On the Court's own motion, the Final
Status Conference scheduled for November 17, 2022, Jury Trial scheduled for December
1, 2022, and Order to Show Cause Re: Dismissal scheduled for May 30, 2024 are
advanced to this date and vacated .
Moving party to give notice.
Parties who intend to submit on this
tentative must send an email to the Court at SSCDEPT27@lacourt.org indicating
intention to submit on the tentative as directed by the instructions provided
on the court website at www.lacourt.org.
Please be advised that if you submit on the tentative and elect not to
appear at the hearing, the opposing party may nevertheless appear at the
hearing and argue the matter.
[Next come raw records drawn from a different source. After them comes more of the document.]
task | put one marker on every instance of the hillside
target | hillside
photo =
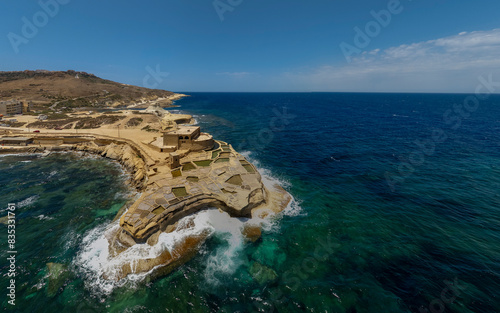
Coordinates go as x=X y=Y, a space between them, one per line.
x=69 y=90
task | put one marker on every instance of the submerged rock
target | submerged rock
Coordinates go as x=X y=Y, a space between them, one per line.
x=57 y=275
x=262 y=274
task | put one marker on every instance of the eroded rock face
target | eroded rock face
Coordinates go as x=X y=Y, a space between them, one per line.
x=226 y=181
x=122 y=153
x=220 y=178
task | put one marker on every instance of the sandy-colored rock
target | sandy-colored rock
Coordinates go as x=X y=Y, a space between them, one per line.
x=252 y=232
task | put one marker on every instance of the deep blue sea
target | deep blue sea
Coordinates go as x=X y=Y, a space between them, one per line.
x=397 y=209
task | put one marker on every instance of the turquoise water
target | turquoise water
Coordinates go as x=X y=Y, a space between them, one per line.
x=353 y=241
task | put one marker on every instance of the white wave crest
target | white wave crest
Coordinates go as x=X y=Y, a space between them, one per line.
x=27 y=201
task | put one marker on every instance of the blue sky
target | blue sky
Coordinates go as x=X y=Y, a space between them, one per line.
x=259 y=45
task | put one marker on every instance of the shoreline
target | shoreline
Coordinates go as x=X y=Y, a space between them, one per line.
x=143 y=220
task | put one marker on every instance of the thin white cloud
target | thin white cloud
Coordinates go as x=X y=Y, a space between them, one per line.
x=234 y=74
x=450 y=64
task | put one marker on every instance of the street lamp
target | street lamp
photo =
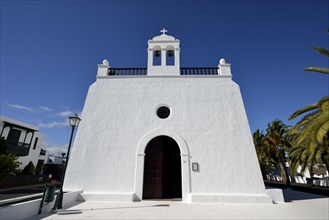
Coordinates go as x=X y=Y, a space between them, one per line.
x=74 y=122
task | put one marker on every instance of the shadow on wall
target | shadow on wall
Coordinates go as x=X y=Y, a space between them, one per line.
x=292 y=195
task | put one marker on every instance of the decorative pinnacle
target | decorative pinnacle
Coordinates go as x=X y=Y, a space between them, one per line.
x=164 y=31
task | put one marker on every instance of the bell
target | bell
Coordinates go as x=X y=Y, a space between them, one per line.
x=157 y=53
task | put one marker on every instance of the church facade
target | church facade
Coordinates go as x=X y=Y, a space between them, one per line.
x=165 y=132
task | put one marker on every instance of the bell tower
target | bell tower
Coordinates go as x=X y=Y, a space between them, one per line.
x=163 y=55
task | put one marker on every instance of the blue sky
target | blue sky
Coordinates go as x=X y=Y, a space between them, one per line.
x=50 y=51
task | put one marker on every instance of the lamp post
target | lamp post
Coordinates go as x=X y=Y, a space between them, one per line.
x=74 y=122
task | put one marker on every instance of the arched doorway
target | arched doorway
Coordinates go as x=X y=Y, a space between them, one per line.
x=162 y=169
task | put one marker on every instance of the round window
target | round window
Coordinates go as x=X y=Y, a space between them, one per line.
x=163 y=112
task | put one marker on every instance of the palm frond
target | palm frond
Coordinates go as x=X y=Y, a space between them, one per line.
x=303 y=110
x=322 y=50
x=323 y=130
x=317 y=69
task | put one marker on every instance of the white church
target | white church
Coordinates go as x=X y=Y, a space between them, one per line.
x=165 y=132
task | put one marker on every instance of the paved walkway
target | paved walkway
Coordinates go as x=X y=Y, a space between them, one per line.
x=298 y=206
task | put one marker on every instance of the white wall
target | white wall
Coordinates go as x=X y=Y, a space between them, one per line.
x=208 y=115
x=33 y=153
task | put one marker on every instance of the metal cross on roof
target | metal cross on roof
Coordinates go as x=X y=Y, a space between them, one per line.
x=163 y=31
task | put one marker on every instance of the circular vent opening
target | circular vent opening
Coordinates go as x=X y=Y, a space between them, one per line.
x=163 y=112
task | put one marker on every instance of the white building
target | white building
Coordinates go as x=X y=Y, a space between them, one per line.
x=24 y=140
x=165 y=132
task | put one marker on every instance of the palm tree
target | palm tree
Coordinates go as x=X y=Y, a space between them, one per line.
x=266 y=155
x=311 y=136
x=277 y=139
x=311 y=133
x=258 y=138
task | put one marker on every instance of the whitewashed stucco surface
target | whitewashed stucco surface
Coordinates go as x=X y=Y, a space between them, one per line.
x=207 y=115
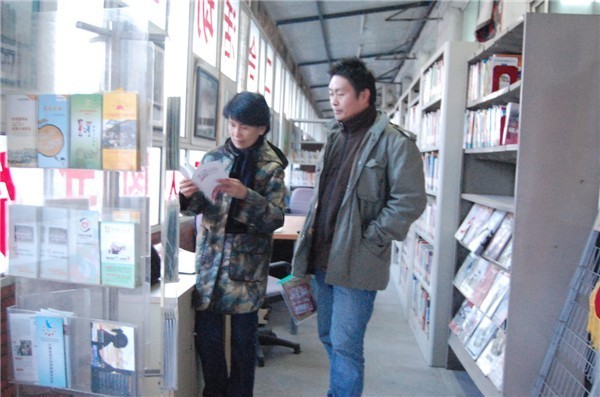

Unless you
receive a submission from all other parties in the matter, you should assume
that others might appear at the hearing to argue. If the Court does not receive emails from the
parties indicating submission on this tentative ruling and there are no
appearances at the hearing, the Court may, at its discretion, adopt the
tentative as the final order or place the motion off calendar.